To get an overview of the jobs that will be executed do:

snakemake --use-conda -j 4 -np

-n executes a 'dry-run' that doesn't actually do anything and instead the jobs to be run are printed to stdout (-p also prints the bash commands). The -j 4 parameter tells snakemake to run with 4 cores.

Running parts of the workflow

The workflow is divided into steps that you can run separately. Below are descriptions of these targets, their output and how to run them.

Preprocessing

The preprocessing part will download fastq files for your samples, unless you start with files locally on disk as described above. Adapter trimming is performed using cutadapt followed by quality trimming with trimmomatic. FastQC is then run on the trimmed sequences and summarized into a report using MultiQC.

Here's an example of running the preprocessing part of the workflow:

snakemake --use-conda -j 10 -p preprocess

Filter

Preprocessed reads are filtered to separate fungal and host reads. This is done by first mapping reads to fungal transcripts, thus generating files with putative fungi and non-fungi reads. The putative fungal reads are then mapped to a host database of choice, e.g. spruce, either using bowtie2 or STAR. Reads mapping to the host are combined with the non-fungal reads from the first filtering step and put into a 'host' sequence file under results/host/{sample_id}_R{1,2}.fastq.gz. Reads that do not map to the host db at this stage are used for downstream assembly and annotation.

The type of filtering performed is determined by the read_source config parameter.

  • With read_source: bowtie2 filtering is done as described as above.
  • With read_source: taxmapper fungal reads are identified using Taxmapper.
  • With read_source: filtered both bowtie2 and taxmapper are used to identify fungal reads and the union of reads identified by these methods are used for downstream analyses.
  • With read_source: unfiltered no filtering is performed and preprocessed reads are directly used for downstream analyses.

Here's an example of running up to and including the filtering part of the workflow:

snakemake --use-conda -j 10 -p filter

Assembly

Assemblies can be generated for single samples or by combining multiple samples into co-assemblies. You can choose to assemble with either Trinity, Trans-ABySS or Megahit assemblers, configurable via the assembler config parameter.

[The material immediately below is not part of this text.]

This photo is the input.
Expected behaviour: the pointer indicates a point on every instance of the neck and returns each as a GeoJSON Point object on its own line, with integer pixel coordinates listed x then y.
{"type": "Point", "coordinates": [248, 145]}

When single-assembly is set to True in the config, preprocessed and filtered reads from each sample are individually assembled using the configured assembler.

When co-assembly is set to True, the sample_file_list must contain an 'assembly' column that groups samples into co-assembly groups, e.g.:

sample Read_file Pair_file assembly
sample1 sample1_1.fastq.gz sample1_2.fastq.gz assembly1
sample2 sample2_1.fastq.gz sample2_2.fastq.gz assembly2
sample3 sample3_1.fastq.gz sample3_2.fastq.gz assembly2

In this example, preprocessed and filtered reads from sample2 and sample3 will be combined into a co-assembly named assembly2. Note that prior to generating co-assemblies, reads are deduplicated using fastuniq.

Here's an example of running up to and including the assembly part of the workflow:

snakemake --use-conda -j 10 -p assemble

To generate co-assemblies:

snakemake --use-conda -j 10 -p co_assemble

Annotation

Gene calling is done on assemblies using GeneMarkS-T. Translated amino acid sequences are then annotated functionally using eggnog-mapper and the dbCAN database, and taxonomically using contigtax.

Here's an example of running up to and including the annotation part of the workflow:

snakemake --use-conda -j 10 -p annotate

And to annotate co-assemblies:

snakemake --use-conda -j 10 -p annotate_co

Running the workflow on a compute cluster

The workflow comes with support for job-handling on compute clusters with the SLURM workload manager. Simply set your SLURM account id in the config/cluster.yaml file:

__default__:
  account: staff # <- REPLACE 'staff' with your account id

Then you can run the workflow as:

snakemake --use-conda --profile slurm -j 10 -p

Another option is to simply submit the entire workflow (in whole or in part) as one big SLURM job. The benefit of using --profile slurm is that resources are handled in a more fine grained way and that failed jobs can be resubmitted automatically with longer run times.